Weltweit haben 500 Millionen Mädchen und Frauen während ihrer Menstruation keinen Zugang zu geeigneten Hygieneprodukten. Außerdem haben 1,25 Milliarden Frauen während ihrer Menstruation keinen Zugang zu einer sauberen Toilette. Periodenartikel gelten in vielen Regionen der Welt als Luxusprodukt. Der Mangel an Hygieneprodukten, aber auch fehlende Aufklärung rund um das Thema Menstruation führen dazu, dass laut UNESCO weltweit 1 von 10 Mädchen während der Menstruation die Schule verpasst. Periodenarmut betrifft Frauen weltweit. Hierzulande sind besonders Frauen betroffen, die keinen festen Wohnsitz haben, aber auch Menschen, die an der Armutsgrenze leben. Viele Frauen können ihre Tampons aus finanzieller Not nicht regelmäßig wechseln, dies kann zu einem toxischen Schocksyndrom führen. In anderen Fällen greifen Frauen auf ungeeignete Hilfsmittel zurück, die sie in ihrer Bewegung einschränken und Infektionen befördern.

 

Was tun wir?

Mit dem Projekt „Binden für alle“ möchten wir über das Thema Menstruation aufklären und Mädchen und Frauen einen hygienischen und würdevollen Umgang mit ihrer Menstruation ermöglichen. Durch unsere Kampagnen wollen wir das Thema Menstruation entstigmatisieren. Empowerment von Mädchen und Frauen, Bildung und Nachhaltigkeit spielen in all unseren Projekten eine große Rolle. Wir möchten Frauen und Mädchen einfachen und kostengünstigen Zugang zu einem nachhaltigen Hygieneprodukt ermöglichen und hiermit nicht nur einen Beitrag zur Beendigung von Periodenarmut leisten, sondern auch zum Schutz der Umwelt. Denn der große Teil konventioneller Periodenprodukte enthalten Plastik. Durch unser Projekt sollen Frauen aus lokal vorhandenen Rohstoffen selbst wiederverwendbare Binden und nachhaltige Einwegbinden herstellen können.
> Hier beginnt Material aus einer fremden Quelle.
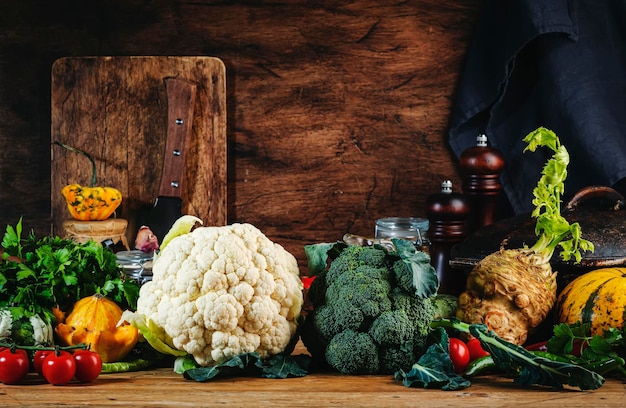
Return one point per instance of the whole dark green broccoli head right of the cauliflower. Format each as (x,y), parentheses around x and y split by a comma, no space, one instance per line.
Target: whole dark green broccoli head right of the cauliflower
(367,317)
Durch einen besseren Zugang zu Hygieneprodukten, zu fließenden Wasser und sauberen Toiletten, aber auch durch Informationsmaterial und Aufklärung möchten wir erreichen, dass Mädchen auch während ihrer Periode am sozialen Leben teilnehmen können und ihnen der Zugang zu Bildung nicht verwehrt bleibt! Durch die Einbeziehung von männlichen Mitschülern bei Workshops in Schulen möchten wir dazu beitragen die allgemeine Akzeptanz des Themas Menstruation erhöhen.

 

Warum Binden?

Mittlerweile sind eine Vielzahl von Periodenprodukten auf dem Markt, die alle über unterschiedliche Vorteile verfügen. Um beispielsweise einen Tampon verwenden zu können, benötigen Menstruierende frisch gewaschene Hände, um Infektionen vorzubeugen. Um eine Menstruationstasse auszuwaschen wird kochendes Wasser benötigt. Für obdachlose Menschen und Menschen, denen kein sauberes Wasser zur Verfügung steht, sind Binden daher besser geeignet. Dabei kann es sich um nachhaltige Binden, die biologisch abbaubar sind, handeln oder um waschbare Stoffbinden.

Grundsätzlich sollten alle Menschen die freie Wahl für ein für sie geeignetes Hygieneprodukt haben.

 

Was kannst du tun?

Viel!

Für viele Menschen ist die Menstruation nach wie vor ein Tabuthema, dies führt dazu das Mädchen und Frauen sich schämen oder sogar schmutzig fühlen. Ein offener Umgang mit dem Thema Menstruation und Hygiene helfen dabei Tabus abzubauen. Periodengespräche können dabei helfen andere aufzuklären und über Periodenarmut zu informieren. Außerdem kannst du uns durch dein Engagement und oder deine finanzielle Unterstützung dabei helfen, Periodenarmut zu beenden und weltweit Bewusstsein für das wichtige Thema Menstruationshygiene zu schaffen.

[1]Zur besseren Lesbarkeit des Textes haben wir die Begriffe „Frauen“ und „Mädchen“ verwendet. Hiermit wollen wir Trans* oder inter*geschlechtliche Personen und  alle Menschen, die sich nicht als “Frau” identifizieren, aber dennoch ihre Menstruation haben nicht ausschließen.